En las casas de Santa Cruz, San Julián, Río Gallegos y otra vez Río Grande
Entre 1964 y 1966 estuve en Puerto Santa Cruz. Hacíamos excursiones a la estancia “Cañadón León” que administraba Thomas O’Byrne, padre de una de las alumnas. 
Más adelante estuve otra vez en Río Grande y me encontré con su hijo, “Pat”, que administraba la estancia “Cullen”. Una vez fuimos de paseo a la estancia “Sara” con un grupo de hermanas de Chile, pero llegamos sin avisar y nos encontramos con que tenían visitas, entonces seguimos viaje y llegamos a otra estancia que estaba cerrada porque los dueños habían viajado a Buenos Aires. En lugar de ir hacia el lado chileno, nos acordamos de la estancia “Cullen”, donde los O’Byrne nos recibieron maravillosamente bien. El tema era que el personal estaba de franco por el domingo y los peones, que eran todos chilenos, vinieron rezongando a preparar el fuego, sin embargo cuando supieron que las hermanas eran chilenas cambiaron la cara, se deshicieron en atenciones y nos hicieron un asado riquísimo.
Me tocó organizar el grupo de las Exploradoras de María Auxiliadora, así como los salesianos tenían los Exploradores de Don Bosco, entonces nos juntábamos las tres hermanas de tres casas: Rosita Simeone, Carolina Querol y yo, con todas las alumnas exploradoras para hacer durante el verano un campamento en común en alguna estancia. Eramos las tres inseparables. Me acuerdo que en una oportunidad lo hicimos en la estancia “Las Buitreras”. 

En 1968 volví a la Casa de Río Grande, buscaba leer cualquier libro nuevo de educación para prepararlo en un cuaderno y darles ejercicios a las alumnas. Cuando las demás vieron eso, dijeron: “¡Esta se prepara mejor que nosotras!”. Más adelante fui directora de la escuela primaria.
En 1975 me trasladé a San Julián, donde fui maestra. Me encontré con alumnas sobresalientes y muy capaces en matemáticas. Me acuerdo que escribía el problema en el pizarrón para explicarlo y no terminaba de hacerlo que una chica daba el resultado. Un día le pedí que no lo dijera enseguida para dar la oportunidad a las demás. Me enteré luego que fue profesora.
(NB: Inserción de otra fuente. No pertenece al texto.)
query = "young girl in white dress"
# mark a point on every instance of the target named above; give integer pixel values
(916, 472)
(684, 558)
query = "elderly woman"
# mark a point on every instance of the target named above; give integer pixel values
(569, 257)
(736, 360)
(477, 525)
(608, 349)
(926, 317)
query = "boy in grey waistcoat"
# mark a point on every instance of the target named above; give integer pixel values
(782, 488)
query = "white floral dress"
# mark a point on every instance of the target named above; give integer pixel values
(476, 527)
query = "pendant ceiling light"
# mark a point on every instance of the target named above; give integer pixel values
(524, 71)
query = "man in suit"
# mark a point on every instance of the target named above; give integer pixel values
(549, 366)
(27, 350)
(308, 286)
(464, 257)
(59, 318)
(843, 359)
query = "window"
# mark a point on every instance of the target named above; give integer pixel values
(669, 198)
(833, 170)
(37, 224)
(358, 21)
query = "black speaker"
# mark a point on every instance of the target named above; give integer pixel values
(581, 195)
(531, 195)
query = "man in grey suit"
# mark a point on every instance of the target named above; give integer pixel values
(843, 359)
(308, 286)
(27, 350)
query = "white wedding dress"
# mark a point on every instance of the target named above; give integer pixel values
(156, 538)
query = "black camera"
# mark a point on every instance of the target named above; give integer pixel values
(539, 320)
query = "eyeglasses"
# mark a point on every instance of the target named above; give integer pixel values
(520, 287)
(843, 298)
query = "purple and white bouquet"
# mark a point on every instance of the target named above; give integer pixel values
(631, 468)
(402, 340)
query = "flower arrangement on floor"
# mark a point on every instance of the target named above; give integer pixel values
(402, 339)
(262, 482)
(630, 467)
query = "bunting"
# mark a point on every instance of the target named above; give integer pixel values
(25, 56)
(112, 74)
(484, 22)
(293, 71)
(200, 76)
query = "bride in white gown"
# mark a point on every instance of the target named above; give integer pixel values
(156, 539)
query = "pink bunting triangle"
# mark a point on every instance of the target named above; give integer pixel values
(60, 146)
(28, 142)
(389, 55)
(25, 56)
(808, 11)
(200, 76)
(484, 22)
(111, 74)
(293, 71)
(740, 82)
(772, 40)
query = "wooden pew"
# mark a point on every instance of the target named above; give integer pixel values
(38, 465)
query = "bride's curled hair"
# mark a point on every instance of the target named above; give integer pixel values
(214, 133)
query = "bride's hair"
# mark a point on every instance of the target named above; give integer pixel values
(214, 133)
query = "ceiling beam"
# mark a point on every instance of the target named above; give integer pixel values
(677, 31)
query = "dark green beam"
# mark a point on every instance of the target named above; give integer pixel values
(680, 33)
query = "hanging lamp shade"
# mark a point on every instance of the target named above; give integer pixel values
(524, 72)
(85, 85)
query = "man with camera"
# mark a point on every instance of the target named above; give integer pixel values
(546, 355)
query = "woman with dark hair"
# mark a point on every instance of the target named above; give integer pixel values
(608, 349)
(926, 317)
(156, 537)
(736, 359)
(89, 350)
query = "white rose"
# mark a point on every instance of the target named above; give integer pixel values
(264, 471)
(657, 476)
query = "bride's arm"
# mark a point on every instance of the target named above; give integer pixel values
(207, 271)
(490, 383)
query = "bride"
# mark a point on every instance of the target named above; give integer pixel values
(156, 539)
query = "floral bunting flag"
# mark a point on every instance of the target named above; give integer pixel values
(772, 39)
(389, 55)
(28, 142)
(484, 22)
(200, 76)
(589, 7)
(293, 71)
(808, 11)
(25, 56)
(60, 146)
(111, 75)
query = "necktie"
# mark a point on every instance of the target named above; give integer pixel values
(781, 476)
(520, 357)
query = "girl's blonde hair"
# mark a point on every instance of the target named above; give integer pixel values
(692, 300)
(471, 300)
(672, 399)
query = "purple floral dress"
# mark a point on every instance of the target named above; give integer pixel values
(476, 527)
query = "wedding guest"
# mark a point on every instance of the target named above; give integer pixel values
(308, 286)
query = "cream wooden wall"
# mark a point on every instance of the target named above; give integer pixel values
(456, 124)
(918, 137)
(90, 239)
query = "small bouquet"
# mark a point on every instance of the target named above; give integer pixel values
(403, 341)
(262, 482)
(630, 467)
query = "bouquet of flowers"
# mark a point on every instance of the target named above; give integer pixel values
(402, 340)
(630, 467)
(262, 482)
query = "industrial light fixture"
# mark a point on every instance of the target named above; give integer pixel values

En 1984 regresé a la Casa de Río Grande. Una vez las alumnas del colegio empezaron a decir que tal o cual maestra era “vieja” y que habría que cambiarla -¡porque tenía más de cincuenta años!-, entonces para que no dijeran nada de mí, que tenía setenta y seguía dando clases, pedí celebrar en privado mis bodas de oro de profesión para que no dijeran nada de mí.
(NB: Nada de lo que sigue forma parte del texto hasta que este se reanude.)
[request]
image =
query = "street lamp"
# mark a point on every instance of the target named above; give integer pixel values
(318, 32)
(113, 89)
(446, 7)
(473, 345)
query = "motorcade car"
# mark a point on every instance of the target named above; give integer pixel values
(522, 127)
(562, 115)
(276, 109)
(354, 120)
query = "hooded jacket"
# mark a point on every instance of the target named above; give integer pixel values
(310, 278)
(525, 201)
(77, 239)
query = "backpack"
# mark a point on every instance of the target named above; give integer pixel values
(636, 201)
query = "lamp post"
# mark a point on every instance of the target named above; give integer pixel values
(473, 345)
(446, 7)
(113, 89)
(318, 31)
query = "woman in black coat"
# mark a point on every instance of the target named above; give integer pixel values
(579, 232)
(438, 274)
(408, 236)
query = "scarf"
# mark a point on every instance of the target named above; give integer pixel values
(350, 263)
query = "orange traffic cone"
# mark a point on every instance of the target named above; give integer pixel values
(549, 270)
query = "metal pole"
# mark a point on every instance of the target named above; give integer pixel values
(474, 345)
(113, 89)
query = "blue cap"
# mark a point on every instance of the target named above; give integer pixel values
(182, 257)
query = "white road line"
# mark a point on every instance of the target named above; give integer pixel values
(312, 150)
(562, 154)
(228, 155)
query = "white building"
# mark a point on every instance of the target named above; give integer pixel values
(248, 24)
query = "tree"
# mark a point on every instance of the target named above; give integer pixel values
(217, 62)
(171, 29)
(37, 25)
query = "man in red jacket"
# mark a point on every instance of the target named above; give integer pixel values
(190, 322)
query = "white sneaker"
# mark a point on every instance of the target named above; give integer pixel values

En 1988 viajé a la Casa de Gallegos, pero en 1992 retorné a la isla hasta 2002 y al año siguiente recibí el premio “Divino Maestro” que otorga el Consejo Nacional de Educación Superior. 
Una vez vinieron a saludarme los chiquitos de jardín y una nena quiso hacerme una pregunta: “¿Cuántos años tiene?” y contesté: “¡Sin cuenta!”, pero ahora todos saben que ¡cumplí los 90!